韓国語に翻訳された著書を携えた江國香織さん(左)と辻仁成さん=13日、ソウル(聯合ニュース)
韓国語に翻訳された著書を携えた江國香織さん(左)と辻仁成さん=13日、ソウル(聯合ニュース)
【ソウル13日聯合ニュース】日本の小説家の江國香織さんと辻仁成さんがそろって韓国を訪問した。今回の訪韓は「冷静と情熱のあいだ」に続く2作目のコラボレーション小説「左岸」と「右岸」の韓国出版を記念するとともに、ソウル国際図書展のイベント出席が目的。13日にソウル市内のホテルで記者会見が行われ、新作小説やそれぞれの文学世界を紹介した。
 すでに数回にわたり訪韓している辻さんが韓国語で「皆さんにお会いするため海を渡ってきました」と先にあいさつすると、今回初めて訪韓した江國さんも「常に来たいと思っていた韓国にとうとう来ることができうれしい」と感想を述べた。

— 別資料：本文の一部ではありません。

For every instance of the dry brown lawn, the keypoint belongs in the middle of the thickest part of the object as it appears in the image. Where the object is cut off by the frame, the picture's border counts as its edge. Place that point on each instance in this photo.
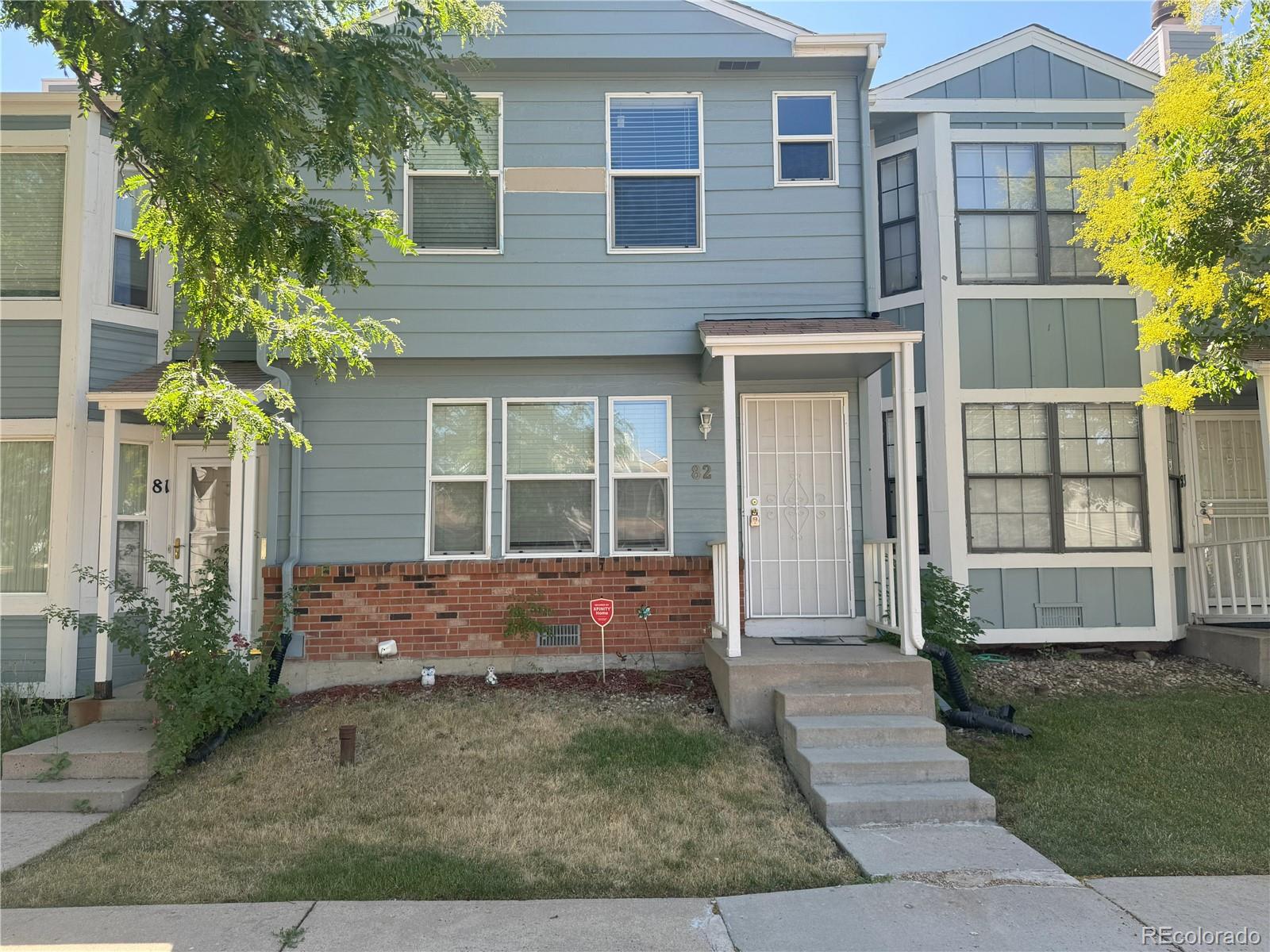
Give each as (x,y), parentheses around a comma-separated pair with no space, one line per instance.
(457,795)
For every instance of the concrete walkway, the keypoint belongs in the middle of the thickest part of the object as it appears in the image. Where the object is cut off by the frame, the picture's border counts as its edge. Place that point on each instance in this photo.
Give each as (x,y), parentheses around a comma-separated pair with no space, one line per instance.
(943,913)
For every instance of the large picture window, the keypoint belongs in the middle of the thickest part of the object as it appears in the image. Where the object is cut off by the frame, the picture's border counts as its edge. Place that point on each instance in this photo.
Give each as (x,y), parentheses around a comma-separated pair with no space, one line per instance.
(654,173)
(641,474)
(1054,478)
(131,276)
(451,209)
(897,197)
(550,476)
(1015,213)
(32,186)
(459,442)
(25,509)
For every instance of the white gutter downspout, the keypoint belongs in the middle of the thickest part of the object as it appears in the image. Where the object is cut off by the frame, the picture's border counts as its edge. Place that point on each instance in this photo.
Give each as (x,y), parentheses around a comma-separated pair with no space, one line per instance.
(289,566)
(869,184)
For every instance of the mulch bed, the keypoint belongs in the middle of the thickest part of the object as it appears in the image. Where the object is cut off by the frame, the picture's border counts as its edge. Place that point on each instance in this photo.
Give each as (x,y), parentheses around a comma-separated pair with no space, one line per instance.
(1060,673)
(686,685)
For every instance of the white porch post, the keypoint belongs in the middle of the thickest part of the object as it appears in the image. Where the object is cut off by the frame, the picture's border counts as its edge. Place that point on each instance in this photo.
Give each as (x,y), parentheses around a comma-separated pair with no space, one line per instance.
(732,501)
(906,503)
(106,549)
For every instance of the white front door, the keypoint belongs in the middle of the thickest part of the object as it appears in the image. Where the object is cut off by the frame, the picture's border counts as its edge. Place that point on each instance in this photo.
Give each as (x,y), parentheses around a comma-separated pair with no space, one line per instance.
(795,507)
(205,495)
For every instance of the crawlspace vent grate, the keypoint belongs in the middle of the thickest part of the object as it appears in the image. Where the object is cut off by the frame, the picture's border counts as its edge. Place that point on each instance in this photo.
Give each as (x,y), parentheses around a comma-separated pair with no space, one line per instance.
(560,636)
(1058,616)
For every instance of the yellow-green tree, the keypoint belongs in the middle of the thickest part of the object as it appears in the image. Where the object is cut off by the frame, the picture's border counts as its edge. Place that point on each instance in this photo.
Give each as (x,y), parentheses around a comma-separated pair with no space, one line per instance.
(1184,215)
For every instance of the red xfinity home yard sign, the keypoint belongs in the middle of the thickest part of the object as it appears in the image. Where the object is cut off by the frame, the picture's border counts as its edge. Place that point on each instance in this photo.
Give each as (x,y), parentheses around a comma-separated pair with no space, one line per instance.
(601,611)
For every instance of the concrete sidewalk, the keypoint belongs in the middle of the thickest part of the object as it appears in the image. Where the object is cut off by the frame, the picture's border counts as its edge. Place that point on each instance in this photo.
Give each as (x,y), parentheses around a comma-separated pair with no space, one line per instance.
(943,913)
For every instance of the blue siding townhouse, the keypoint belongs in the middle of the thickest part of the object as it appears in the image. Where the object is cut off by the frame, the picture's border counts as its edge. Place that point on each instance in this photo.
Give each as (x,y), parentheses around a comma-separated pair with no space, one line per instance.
(732,338)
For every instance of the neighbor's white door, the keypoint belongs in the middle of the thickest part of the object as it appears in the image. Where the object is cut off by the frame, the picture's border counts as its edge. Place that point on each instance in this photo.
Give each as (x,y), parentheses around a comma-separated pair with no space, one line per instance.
(203,505)
(797,507)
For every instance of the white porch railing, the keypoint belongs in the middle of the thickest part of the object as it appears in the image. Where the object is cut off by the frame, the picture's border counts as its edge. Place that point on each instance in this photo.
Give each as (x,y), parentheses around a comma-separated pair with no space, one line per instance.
(882,585)
(719,562)
(1231,579)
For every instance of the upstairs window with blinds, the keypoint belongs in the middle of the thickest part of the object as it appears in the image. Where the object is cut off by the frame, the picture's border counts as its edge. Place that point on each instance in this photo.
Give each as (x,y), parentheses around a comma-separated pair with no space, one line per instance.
(550,476)
(448,207)
(654,173)
(32,187)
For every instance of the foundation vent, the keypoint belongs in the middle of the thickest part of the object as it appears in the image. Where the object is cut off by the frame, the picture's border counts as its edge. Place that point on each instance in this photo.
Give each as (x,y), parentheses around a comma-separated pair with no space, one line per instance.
(1058,616)
(560,636)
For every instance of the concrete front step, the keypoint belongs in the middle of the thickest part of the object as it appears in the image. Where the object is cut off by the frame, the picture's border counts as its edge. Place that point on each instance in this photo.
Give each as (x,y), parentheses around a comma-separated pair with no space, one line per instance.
(899,765)
(107,749)
(939,801)
(864,700)
(860,730)
(99,797)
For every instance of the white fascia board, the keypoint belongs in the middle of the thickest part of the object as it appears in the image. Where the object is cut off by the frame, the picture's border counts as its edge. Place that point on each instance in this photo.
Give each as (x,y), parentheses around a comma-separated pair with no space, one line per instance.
(1011,44)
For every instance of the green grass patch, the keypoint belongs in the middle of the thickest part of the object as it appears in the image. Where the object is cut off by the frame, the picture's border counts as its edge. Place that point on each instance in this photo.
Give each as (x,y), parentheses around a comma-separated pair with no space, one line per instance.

 江國さんが書いた「左岸」と辻さんが書いた「右岸」は、「冷静と情熱のあいだ」以降、ラブストーリーではなく、より長期的な人生のストーリーを書くことはできないかと両氏が話し合った末に誕生し、雑誌に6年間掲載された。「一人の人生に起きるさまざまな出会いと別れ、交流を表現しようとした」(辻)という作品には、幼なじみの寺内茉莉と祖父江九の50年にわたる人生の物語がそれぞれつづられている。
 江國さんは、二人の主人公が幼年期を共有した点が同作品の大きなテーマだと説明する。茉莉と九は川を挟んで互いを見つめるのではなく、並んで歩む。常に一緒にいるわけではないが、となりを見るといつも相手がいる。そうした面では、「一時代を共有する人々の物語でもある」という。
 各自の作品活動を通じてもしっかりとした立地を固めた両作家が共同で小説を書くことは容易なことではないが、得たものは多いと振り返る。江國さんは「共同執筆は思い通りに書けないという点で作家にとっては短所が多いものの、辻さんとの作業では短所はなかった」とし、小説を書くときは「破壊」する作業が重要だが、辻さんがその役割を果たしてくれていると話した。
 辻さんもやはり「共同執筆は片手を縛って野球をするのと似ているが、相手からインスピレーションを得ることができるという長所がある」と語った。直球を投げたのに対し、相手が変化球で返すことで単調なキャッチボールを興味津々なものに変えるようなものだと例えてみせた。
 2回にわたる共同作業で息を合わせた相手について、江國さんは「彼は絶対に彼の文学を裏切らないと信じているので、頼もしいパートナー」と、辻さんは「二人とも非主流作家として出発し、似たような道を歩んできた信頼できる文学的パートナー」と評価した。
 滞在期間中は、江國さんが小説家チョン・イヒョンさんと、辻さんは「愛のあとにくるもの」を共同執筆した小説家コン・ジヨンさんと、それぞれ対談する。14日には韓国の読者との交流イベントも開催される予定だ。